Seldom do I make big public sweeping goal announcements for things such as weight loss, a dream job, a project, a specific hope, etc. I’ve learned from experience that I tend to fall off of wagons like that. Instead, I prefer to make my announcements after they’ve come to fruition, an act of tending, trusting, and yielding such things before the Lord’s ears before they’re spread to others’ ears. I will concede that this year, I did make a couple pretty big announcements: Announcing my goal deadline for getting my book published would be before I turn 36 (even up till the day before) and then also announcing that after 14 years of churning, I finally have gotten the first draft of my book out of my head and heart and onto pixels during the month of November. These actions actually helped offer me accountability and have aided in accomplishing more of my goals.
But what I wanted to tend to in my own heart this year before I threw its magnitude to the world was this: my word for the year. During scripture readings at the beginning of the year and also prayer, it seemed that the word God was impressing on my heart for me to take note of for 2017 was this: fulfilling.
I’ve seen that word over and over throughout the year.
God fulfilled His promises to be faithful to me… again… and again… and again.
God let my dreams of being a mom come into fulfillment. He didn’t have to, but He did. And I’ve tried so very hard to savor and hold onto the joys of mothering my miracle son and the treasures of being the mother to our other child, who got to Jesus’ arms before my own.
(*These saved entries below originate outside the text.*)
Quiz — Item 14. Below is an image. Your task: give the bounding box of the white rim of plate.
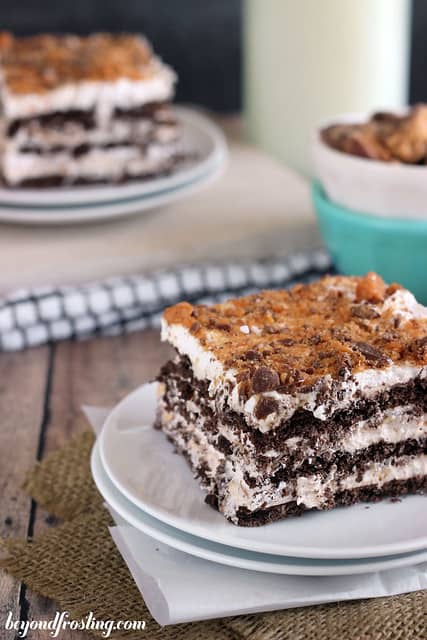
[92,441,427,576]
[99,383,427,560]
[0,107,228,208]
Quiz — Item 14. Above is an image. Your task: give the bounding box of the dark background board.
[410,0,427,103]
[0,0,425,112]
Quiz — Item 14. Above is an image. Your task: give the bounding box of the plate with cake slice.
[98,272,427,560]
[91,440,427,575]
[0,32,227,220]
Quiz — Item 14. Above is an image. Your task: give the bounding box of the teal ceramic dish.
[312,181,427,304]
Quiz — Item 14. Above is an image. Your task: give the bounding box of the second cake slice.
[0,32,179,187]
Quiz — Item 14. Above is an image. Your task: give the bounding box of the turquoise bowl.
[312,181,427,304]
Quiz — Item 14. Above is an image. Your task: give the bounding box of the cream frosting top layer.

God has given me friendships and mentorships that have been so fulfilling in giving and receiving encouragement, prayer, laughter, experiences, and sharpening.
When my faith and hope were little in finding another place to call “home” this year after receiving a letter that spurned a distraught search for where to move ourselves and our stuff, God fulfilled His provision for this great, time sensitive need for our family.
As one chapter closed for our group to do life with, I cried heavy tears, wondering who would be our people. We could find no place that felt right to connect, so God fulfilled our need for community by leading us to gather people with another couple around His Word to know Him more intimately and to spur these new faces to do the same.
For journeys to familiar places we thought we’d never visit again because of such brokenness, God fulfilled His songs of redemption and newness in our stories.
As a wife, God let me grow closer to my husband, fulfilling such richness in our love bond and family story.
As a person, I’ve experienced plenty of opportunities for character development this year, though I haven’t always made the right choices. I celebrate the fulfilling victories of choosing Jesus over my own flesh and mourn with repentance the ones that I still find myself surrendering to Him.
And as a writer, God put exactly the right people, experiences, and motivations on my path to finally fulfill my dream and calling to write a book.
The definition of “fulfilling” is this: “Making someone satisfied or happy because of fully developing their character or abilities.”
And that’s exactly the type of fulfilling God has done in my life this year: He has developed my character and abilities more fully because of HIS fullness. None of the things I’ve seen this happen in have made me more full than recognizing His nearness to me and how fully He desires for me to live.
Maybe you’re searching for fulfillment today, too. You won’t find it anywhere but in the abundant life— one that is filled not by things or your own ambition— but by the fullness of God’s presence, wisdom, guidance, and life pouring into your own.
My heart echoes what Mary said. Sometimes it’s hard to say this when things don’t go as planned, but little by little, I’m learning that this is what a fulfilling life really looks like:
“I am the Lord’s servant,” Mary answered. “May your word to me be fulfilled.” Luke 1:38
Stay in constant conversation with the Lord, listening carefully to His perfect word as you bring your imperfect words to His ear. I pray your 2018 will be fulfilling, my friend.